Trace impurity analysis remains a focus. Pharma and agrochemical teams frequently request extended impurity profiling, especially for scale-up batches moving closer to regulatory submission. We maintain historical comparison samples for every batch produced in the last decade, allowing for quick cross-checks if rare signals show up in downstream analytics. Our analytical staff keep in touch with peers at reference labs to keep assay methodology up-to-date, supporting regulatory filings or due diligence efforts.
Scaling up synthesis presents challenges that lab-based routes rarely predict at the metric ton level. Small-batch crystallizations can hide issues found in reactor-scale runs: solvent volumes, temperature control, and filtration speed all interact in ways that system simulators only hint at. Our engineering team routinely adapts agitation and heat transfer equipment to minimize hot-spotting or crystallization bottlenecks. Routine cleaning remains crucial, as even traces of polymerized residues from earlier runs have occasionally influenced new batch impurity levels.
Cost control remains an ongoing topic. Some chemists accept marginally lower-purity lots for early-stage screening, while pharmaceutical and agrochemical teams demand guaranteed impurity profiles for registration batches. Sophisticated purification steps like preparative HPLC move beyond lab curiosity and become process bottlenecks beyond a certain scale. Our team balances cost containment and specification rigor, swapping technologies or adjusting workflow to capture the sweet spot between economic chemistry and the high bar set by regulated industry partners.

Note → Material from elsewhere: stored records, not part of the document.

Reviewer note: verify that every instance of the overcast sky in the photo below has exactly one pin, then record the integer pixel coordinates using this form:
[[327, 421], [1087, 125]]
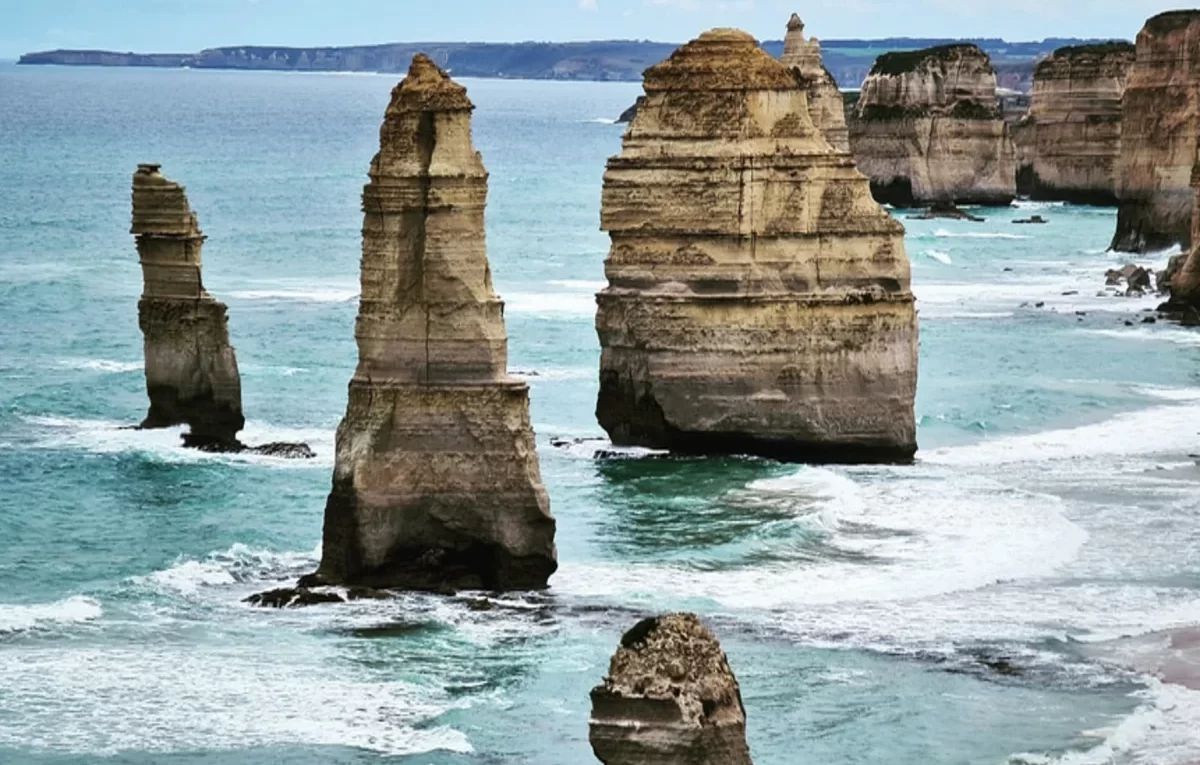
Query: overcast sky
[[189, 25]]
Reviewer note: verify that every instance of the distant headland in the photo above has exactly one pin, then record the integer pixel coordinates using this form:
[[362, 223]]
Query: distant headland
[[612, 60]]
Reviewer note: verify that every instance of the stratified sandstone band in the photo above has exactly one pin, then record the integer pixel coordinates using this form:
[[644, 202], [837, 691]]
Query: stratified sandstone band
[[928, 130], [759, 299], [1071, 139], [670, 698], [191, 368], [1158, 136], [437, 482]]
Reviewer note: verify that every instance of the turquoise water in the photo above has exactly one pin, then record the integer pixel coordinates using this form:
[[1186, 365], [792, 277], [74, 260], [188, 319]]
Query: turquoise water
[[931, 614]]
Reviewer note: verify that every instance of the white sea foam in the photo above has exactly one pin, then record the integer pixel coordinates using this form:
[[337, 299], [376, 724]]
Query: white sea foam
[[100, 365], [329, 295], [106, 437], [948, 234], [22, 618], [1152, 335], [162, 698]]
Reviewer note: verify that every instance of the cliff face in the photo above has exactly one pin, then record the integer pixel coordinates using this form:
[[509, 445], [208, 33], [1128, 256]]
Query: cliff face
[[928, 130], [1158, 139], [759, 299], [191, 368], [826, 104], [436, 482], [670, 699], [1072, 136]]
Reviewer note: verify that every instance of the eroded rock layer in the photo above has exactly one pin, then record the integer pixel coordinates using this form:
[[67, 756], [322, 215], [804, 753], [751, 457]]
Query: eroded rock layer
[[436, 482], [191, 368], [670, 698], [1073, 128], [759, 299], [1158, 136], [928, 130], [827, 107]]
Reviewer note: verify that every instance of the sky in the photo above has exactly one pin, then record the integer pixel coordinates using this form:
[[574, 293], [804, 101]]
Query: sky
[[190, 25]]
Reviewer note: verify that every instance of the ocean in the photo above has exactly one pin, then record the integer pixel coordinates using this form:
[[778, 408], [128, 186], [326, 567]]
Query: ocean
[[958, 610]]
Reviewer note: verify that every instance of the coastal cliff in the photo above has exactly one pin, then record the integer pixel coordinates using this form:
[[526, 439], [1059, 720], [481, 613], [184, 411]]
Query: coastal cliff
[[928, 130], [1071, 139], [1158, 136], [826, 103], [759, 299], [191, 368], [670, 698], [436, 482]]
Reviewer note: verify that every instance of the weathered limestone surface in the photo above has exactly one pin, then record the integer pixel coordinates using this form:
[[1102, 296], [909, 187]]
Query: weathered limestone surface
[[826, 103], [1158, 136], [1071, 139], [670, 698], [437, 482], [191, 368], [928, 130], [759, 299]]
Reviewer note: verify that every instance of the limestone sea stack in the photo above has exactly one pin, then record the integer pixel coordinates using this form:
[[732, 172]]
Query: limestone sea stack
[[437, 483], [759, 299], [928, 130], [1158, 136], [670, 698], [827, 108], [191, 368], [1073, 127]]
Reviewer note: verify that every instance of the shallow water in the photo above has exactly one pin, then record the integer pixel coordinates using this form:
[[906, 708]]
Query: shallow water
[[903, 615]]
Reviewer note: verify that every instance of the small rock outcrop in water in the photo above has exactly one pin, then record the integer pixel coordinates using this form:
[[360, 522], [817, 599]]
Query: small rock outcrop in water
[[928, 128], [1071, 139], [759, 299], [826, 103], [670, 698], [436, 482], [1158, 136], [191, 368]]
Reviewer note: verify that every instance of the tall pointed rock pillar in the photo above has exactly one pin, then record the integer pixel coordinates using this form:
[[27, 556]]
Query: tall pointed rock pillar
[[191, 368], [436, 482], [826, 103], [759, 299]]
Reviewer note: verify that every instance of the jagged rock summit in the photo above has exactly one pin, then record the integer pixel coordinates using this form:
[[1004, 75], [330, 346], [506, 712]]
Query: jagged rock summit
[[1071, 139], [191, 368], [1158, 136], [928, 130], [436, 482], [827, 108], [670, 698], [759, 299]]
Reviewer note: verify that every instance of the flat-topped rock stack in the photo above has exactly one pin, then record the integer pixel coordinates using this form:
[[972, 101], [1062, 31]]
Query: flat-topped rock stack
[[191, 368], [1073, 128], [1158, 136], [826, 103], [759, 299], [437, 482], [928, 130], [670, 698]]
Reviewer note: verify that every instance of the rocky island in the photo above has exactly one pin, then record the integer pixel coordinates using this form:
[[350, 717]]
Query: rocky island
[[437, 482], [1071, 139], [1158, 136], [759, 299], [191, 367], [670, 698], [826, 104], [928, 130]]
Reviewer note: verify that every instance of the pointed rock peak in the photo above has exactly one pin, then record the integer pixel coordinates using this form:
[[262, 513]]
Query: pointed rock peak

Growing demand for transparent, sustainable fluorination processes underpins decisions around raw material sourcing and waste management. Decades ago, few asked about the ecotoxicity or bioaccumulation potential of residual trifluoromethyl fragments. Regulatory focus and client scrutiny prompted investment in in-house analytical capacity, enabling detection of sub-ppm traces before regulatory authorities catch up. Today’s workflow for 3-(trifluoromethyl)pyridine-2-carbonitrile production stays current with evolving expectations, demonstrating that agility in both chemistry and compliance keeps a manufacturer competitive and trusted.
Every kilo produced must meet both internal and external benchmarks. Our stewardship effort stretches from early stage sourcing—choosing fluorine sources tracked to their origin all the way through multi-stage purification and waste reduction strategies. Technical support extends beyond product shipment, fielding questions on process optimization, handling protocols, and impurity impact on downstream reactions.

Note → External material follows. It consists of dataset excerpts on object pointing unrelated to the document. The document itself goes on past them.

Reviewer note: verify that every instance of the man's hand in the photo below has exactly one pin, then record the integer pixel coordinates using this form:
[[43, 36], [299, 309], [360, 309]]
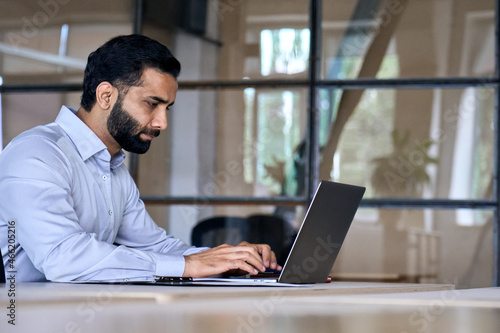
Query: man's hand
[[246, 257]]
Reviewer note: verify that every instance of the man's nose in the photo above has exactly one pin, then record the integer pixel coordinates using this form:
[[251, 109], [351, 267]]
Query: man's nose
[[160, 120]]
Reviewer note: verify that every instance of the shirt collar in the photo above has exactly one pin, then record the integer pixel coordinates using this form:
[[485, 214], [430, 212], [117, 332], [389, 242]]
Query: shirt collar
[[85, 140]]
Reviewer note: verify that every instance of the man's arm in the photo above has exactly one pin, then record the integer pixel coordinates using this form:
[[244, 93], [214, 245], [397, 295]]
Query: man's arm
[[37, 193]]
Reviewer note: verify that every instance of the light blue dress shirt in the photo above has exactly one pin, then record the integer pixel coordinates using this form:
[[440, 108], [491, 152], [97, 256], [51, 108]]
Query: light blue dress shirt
[[75, 211]]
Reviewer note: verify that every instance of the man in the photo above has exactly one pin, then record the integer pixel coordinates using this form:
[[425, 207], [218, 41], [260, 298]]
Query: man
[[67, 199]]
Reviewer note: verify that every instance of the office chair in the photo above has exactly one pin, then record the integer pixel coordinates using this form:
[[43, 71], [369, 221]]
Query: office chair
[[2, 269], [259, 229]]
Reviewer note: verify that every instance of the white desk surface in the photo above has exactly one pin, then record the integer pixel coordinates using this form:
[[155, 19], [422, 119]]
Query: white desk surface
[[336, 307]]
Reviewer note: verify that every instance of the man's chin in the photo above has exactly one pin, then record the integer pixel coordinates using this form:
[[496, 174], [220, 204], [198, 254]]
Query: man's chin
[[138, 149]]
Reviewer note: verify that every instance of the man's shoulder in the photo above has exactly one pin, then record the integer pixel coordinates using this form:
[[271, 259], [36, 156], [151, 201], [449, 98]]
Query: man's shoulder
[[50, 132], [39, 141]]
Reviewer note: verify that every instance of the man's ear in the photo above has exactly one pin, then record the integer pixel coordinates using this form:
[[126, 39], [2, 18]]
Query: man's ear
[[105, 95]]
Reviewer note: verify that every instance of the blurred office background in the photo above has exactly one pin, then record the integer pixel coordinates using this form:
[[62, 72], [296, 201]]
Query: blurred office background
[[398, 96]]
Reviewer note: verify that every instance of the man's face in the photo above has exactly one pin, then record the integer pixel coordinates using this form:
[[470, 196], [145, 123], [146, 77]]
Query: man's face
[[140, 115]]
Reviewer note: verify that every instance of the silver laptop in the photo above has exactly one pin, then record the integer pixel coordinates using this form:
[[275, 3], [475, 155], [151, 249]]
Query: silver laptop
[[316, 246]]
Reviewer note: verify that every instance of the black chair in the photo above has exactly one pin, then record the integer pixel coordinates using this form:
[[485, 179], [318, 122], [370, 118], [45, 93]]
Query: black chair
[[260, 229], [2, 269]]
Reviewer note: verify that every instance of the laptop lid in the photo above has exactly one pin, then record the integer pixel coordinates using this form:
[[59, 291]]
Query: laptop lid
[[322, 233]]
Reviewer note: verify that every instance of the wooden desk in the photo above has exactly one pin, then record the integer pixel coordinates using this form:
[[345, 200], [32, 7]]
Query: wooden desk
[[341, 306]]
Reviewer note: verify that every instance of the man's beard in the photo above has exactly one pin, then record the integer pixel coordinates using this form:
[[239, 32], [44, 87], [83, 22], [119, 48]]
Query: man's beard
[[126, 130]]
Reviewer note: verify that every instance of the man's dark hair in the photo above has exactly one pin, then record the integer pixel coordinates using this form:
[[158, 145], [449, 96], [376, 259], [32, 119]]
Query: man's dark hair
[[121, 62]]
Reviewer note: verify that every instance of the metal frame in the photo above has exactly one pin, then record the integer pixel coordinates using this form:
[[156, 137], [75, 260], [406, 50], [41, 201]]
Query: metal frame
[[312, 83]]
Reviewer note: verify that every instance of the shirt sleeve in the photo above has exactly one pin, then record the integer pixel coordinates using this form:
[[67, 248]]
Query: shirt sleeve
[[37, 194], [139, 231]]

We see our product shaping drug and agrochemical development by providing a robust, adaptable starting point. Frequent conversations with process teams reveal how subtle improvements—like reducing trace halides or achieving tighter particle size control—translate into stronger yields and easier scale-up. Process yield and throughput can hinge on such nuances; what matters in R&D also appears magnified in kilo and multi-ton campaigns.
By working closely with chemists, engineers, and regulatory liaisons alike, we aim to keep production of 3-(trifluoromethyl)pyridine-2-carbonitrile aligned with real market needs—not abstract trends. We view every audit, technical query, and custom batch as a prompt to deepen our commitment to open, informed, and evidence-driven chemical manufacturing.